I used to care much more about people’s pedigree on paper, looking for a background that I thought made sense. What I’ve learned is that attitude and the ability to learn quickly matter more than anything else. I’ve met people with MBAs from great schools who look great on paper but have horrible people skills, and we’ve brought in people who didn’t finish college but had terrific attitudes and moved up lightning fast in our organization. I’ll still glance at a résumé, but I’ve learned that without attitude and the ability to learn fast nothing on that piece of paper matters. In general, I’m much less impressed by pedigree than I used to be.

Speaking of culture and people, you scaled your business up in a decentralized way with most employees remote. How do you build a culture with so many remote employees?

At first we created a virtual workforce out of necessity, because we didn’t have any money for office space. It wasn’t popular back in the early 2000s, but over time I realized that going with a virtual office meant that I could hire people with top skill sets from throughout the country without needing to be confined geographically. And it made us stronger as we grew. Now our headquarters has about fifteen people in it, but the bulk of our staff still work remotely. I’m in San Diego, our VP of corporate accounts is in Boise, one of our client care supervisors is in Central California, and so on.

Maintaining a sense of camaraderie is a challenge with virtual employees. You have to make a conscious effort to celebrate achievements, birthdays, and anything else that brings people together. We use Slack, Skype – whatever we can to up our communication. I’m big on video, and I really like being able to upload videos off the cuff onto a tool like Slack. Flying people in to headquarters regularly is important too. I try to make sure people are crossing paths with each other one way or another. You have to pay even more attention to the culture of communication than when employees are co-located, but it’s worked really well for us.

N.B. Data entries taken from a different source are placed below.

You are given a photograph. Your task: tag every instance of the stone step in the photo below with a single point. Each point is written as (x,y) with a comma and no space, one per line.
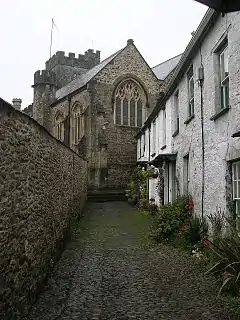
(106,195)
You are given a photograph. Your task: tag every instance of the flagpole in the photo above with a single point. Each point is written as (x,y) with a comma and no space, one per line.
(51,40)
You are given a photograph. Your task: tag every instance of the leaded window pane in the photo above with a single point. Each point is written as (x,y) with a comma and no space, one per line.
(118,111)
(132,113)
(125,112)
(129,101)
(139,113)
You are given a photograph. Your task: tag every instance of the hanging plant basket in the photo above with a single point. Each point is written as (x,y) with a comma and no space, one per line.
(153,175)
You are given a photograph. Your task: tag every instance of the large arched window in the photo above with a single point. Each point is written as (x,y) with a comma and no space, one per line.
(59,126)
(77,123)
(129,104)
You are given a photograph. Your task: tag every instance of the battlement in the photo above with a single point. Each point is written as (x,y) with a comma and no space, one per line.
(87,60)
(44,77)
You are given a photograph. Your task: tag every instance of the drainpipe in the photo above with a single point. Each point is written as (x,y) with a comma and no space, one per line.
(201,80)
(149,148)
(68,122)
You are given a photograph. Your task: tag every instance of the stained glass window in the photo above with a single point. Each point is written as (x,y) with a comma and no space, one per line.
(77,124)
(125,112)
(132,112)
(128,106)
(118,111)
(59,126)
(139,113)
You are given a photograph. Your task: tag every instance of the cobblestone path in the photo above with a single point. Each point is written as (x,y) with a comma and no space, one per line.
(110,271)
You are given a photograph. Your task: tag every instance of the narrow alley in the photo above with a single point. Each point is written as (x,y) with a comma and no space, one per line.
(111,271)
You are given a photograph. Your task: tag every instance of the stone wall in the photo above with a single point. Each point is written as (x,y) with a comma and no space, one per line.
(118,155)
(43,188)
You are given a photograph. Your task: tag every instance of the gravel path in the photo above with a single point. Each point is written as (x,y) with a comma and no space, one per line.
(110,271)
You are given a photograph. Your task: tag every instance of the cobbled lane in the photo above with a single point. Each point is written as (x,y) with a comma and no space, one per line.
(109,270)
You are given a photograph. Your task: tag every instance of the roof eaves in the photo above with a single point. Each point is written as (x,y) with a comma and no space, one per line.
(167,60)
(69,95)
(114,55)
(204,26)
(192,47)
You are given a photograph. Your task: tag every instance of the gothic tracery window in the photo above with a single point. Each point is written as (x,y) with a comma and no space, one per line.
(129,104)
(59,126)
(77,124)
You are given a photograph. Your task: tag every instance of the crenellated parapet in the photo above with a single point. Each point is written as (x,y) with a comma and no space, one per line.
(44,77)
(86,61)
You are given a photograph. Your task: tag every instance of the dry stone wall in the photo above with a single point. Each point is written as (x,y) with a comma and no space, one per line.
(43,187)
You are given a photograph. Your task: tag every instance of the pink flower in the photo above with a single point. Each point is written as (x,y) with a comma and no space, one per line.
(180,234)
(205,243)
(190,205)
(184,227)
(225,275)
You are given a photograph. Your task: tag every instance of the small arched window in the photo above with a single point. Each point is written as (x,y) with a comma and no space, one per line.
(129,104)
(59,126)
(77,123)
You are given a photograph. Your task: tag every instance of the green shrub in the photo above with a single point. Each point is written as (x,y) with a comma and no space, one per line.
(131,188)
(144,204)
(227,253)
(198,230)
(170,217)
(153,209)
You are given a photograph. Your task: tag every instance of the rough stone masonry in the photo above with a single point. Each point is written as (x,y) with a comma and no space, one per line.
(43,186)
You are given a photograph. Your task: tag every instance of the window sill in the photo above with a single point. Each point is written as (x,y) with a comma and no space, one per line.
(126,126)
(164,147)
(219,114)
(189,119)
(175,133)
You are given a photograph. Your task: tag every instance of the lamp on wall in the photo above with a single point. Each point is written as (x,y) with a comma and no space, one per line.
(223,6)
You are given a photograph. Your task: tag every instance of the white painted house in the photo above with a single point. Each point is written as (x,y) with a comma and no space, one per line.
(195,127)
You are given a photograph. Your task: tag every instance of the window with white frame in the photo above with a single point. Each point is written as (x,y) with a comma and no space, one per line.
(129,104)
(190,92)
(77,123)
(236,190)
(164,127)
(59,126)
(143,145)
(176,112)
(154,137)
(224,77)
(186,174)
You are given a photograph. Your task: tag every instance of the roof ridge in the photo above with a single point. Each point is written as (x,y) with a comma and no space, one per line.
(168,60)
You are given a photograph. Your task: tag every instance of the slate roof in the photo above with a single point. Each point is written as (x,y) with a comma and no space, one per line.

Last, as a serial tinkerer, I’m sure you’ve spotted all sorts of other industries that you think are ripe for someone to come in and streamline them you did auto claims. Are there any in particular that you’re itching to see someone take on?

You know, the real estate industry is one that really baffles me. Buying a house is so paper centric, the commissions are always around 5-6% for the agents, the process is really heavy…I just think there’s a huge opportunity for whomever can make that process smoother and remove a lot of the paper and other hoops you have to jump through. The car dealerships are another one – Tesla’s starting to do this with their direct sales model and avoiding the dealerships. I look at those two and just say, “Gosh, there’s so much opportunity out there for someone who wants to figure that out.”

 

This interview was lightly edited for clarity and organization.